The only way I was able to do this was to install copSSH. So, to all trying this, don't install the OpenSSH that's packaged with the server. Instead, try copSSH.
This is not correct. copSSH may work for your specific configuration. However, permissions and settings which are required for the full rsync daemon functionality will not be set up correctly. In addition, future versions of cwRsync server will include support for other tunnelling mechanisms like stunnel. As I tried to explain before, you are free to add your own public key to authorized_keys at server side and use your private key at client side. It should work (see my previous posting in this thread). I've written a FAQ to clarify this issue. Hope it helps.

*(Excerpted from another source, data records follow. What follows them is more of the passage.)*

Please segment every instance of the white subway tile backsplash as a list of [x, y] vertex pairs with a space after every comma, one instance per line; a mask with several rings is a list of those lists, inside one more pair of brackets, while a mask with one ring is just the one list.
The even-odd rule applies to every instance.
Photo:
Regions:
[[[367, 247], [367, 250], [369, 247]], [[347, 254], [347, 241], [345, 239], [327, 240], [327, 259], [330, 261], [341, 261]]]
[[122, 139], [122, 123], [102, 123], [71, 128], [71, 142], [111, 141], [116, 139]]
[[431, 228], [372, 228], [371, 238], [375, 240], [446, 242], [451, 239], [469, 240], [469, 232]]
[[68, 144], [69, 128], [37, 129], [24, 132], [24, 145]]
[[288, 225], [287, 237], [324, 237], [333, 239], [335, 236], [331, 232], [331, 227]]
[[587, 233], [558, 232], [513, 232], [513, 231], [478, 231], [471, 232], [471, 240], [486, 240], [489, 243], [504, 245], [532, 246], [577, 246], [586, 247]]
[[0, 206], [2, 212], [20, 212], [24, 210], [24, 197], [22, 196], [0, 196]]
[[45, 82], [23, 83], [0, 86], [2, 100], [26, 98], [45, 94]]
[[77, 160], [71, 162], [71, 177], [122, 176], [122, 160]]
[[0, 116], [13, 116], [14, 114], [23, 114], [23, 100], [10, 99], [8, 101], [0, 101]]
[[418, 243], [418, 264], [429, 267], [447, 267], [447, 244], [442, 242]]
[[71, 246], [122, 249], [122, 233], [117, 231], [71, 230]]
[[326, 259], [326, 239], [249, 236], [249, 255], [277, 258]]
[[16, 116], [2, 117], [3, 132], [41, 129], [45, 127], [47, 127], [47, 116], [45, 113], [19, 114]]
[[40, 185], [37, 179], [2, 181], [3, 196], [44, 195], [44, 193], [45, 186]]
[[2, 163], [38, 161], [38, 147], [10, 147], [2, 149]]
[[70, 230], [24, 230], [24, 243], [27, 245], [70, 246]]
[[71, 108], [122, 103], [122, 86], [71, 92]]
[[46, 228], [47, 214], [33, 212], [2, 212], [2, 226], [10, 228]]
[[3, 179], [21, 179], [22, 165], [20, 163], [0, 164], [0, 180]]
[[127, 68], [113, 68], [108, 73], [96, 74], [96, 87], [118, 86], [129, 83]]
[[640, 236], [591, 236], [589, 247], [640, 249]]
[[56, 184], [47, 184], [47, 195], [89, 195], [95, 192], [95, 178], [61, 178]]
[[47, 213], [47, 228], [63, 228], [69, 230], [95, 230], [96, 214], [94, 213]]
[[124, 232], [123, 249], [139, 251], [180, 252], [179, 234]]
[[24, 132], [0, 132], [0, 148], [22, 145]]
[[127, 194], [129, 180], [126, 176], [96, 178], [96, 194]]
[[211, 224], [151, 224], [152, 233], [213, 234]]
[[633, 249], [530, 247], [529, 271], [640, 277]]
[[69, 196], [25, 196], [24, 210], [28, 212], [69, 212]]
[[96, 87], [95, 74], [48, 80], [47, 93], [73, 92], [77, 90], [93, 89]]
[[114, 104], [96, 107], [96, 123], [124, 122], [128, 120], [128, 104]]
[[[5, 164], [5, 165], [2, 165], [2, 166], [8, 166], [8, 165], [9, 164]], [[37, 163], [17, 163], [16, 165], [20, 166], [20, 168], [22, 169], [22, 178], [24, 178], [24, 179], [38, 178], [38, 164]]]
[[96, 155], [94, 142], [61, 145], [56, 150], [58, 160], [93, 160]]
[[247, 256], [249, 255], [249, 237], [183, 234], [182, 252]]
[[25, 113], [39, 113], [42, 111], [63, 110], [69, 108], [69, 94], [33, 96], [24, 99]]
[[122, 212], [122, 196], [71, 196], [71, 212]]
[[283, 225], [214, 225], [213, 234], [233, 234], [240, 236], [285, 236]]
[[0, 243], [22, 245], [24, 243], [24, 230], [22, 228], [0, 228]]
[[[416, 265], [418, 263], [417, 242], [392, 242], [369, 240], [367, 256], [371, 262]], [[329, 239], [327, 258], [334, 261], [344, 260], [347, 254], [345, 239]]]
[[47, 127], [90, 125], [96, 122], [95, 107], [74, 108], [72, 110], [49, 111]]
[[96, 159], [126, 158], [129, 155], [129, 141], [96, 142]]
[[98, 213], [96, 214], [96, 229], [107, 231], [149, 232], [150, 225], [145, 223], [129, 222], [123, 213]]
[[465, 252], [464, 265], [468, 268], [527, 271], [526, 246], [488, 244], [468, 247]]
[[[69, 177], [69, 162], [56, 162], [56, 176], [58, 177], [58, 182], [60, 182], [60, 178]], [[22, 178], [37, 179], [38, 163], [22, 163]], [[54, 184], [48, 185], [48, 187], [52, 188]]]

To make sure I tried everything, please clarify using the service account along with the OpenSSH packaged with cwRsyncServer. I tried copying the public key generated on my Linux box into the authorized_keys file on my Windows machine, say WIN_SOURCE. I tried many locations for this file. Can you specify *where* it is supposed to go, i.e., what folder on WIN_SOURCE? Also, could you specify the exact SSH command from my Linux box to the WIN_SOURCE, e.g.,
ssh -l cwrsync WIN_SOURCE
or
ssh -l SvcwRsync WIN_SOURCE
Thanks,
Ken
I've written a new FAQ about this issue. Hope it helps.
Tev,
I read the FAQ and followed it exactly. In fact, I've tried this now several times. It does not work. I'm still prompted for a password. I'm not new to this business either. I've setup this passwordless SSH between Linux boxes and PCs now for several years. Something is not right here. Could this have anything to do with the fact that I'm using DSS keys? Of course, I tried both authorized_keys and authorized_keys2 files. Also, I didn't cat onto these files, but rather replaced them.
Ken
If you replace the file, the new file gets a different set of permissions and ownership. That might be the problem. I recommend to run setperms.cmd again. The recipe I described in the FAQ works without problems in my test environment with Linux RH 7.1, 9.0, FC3 and Windows NT/2003.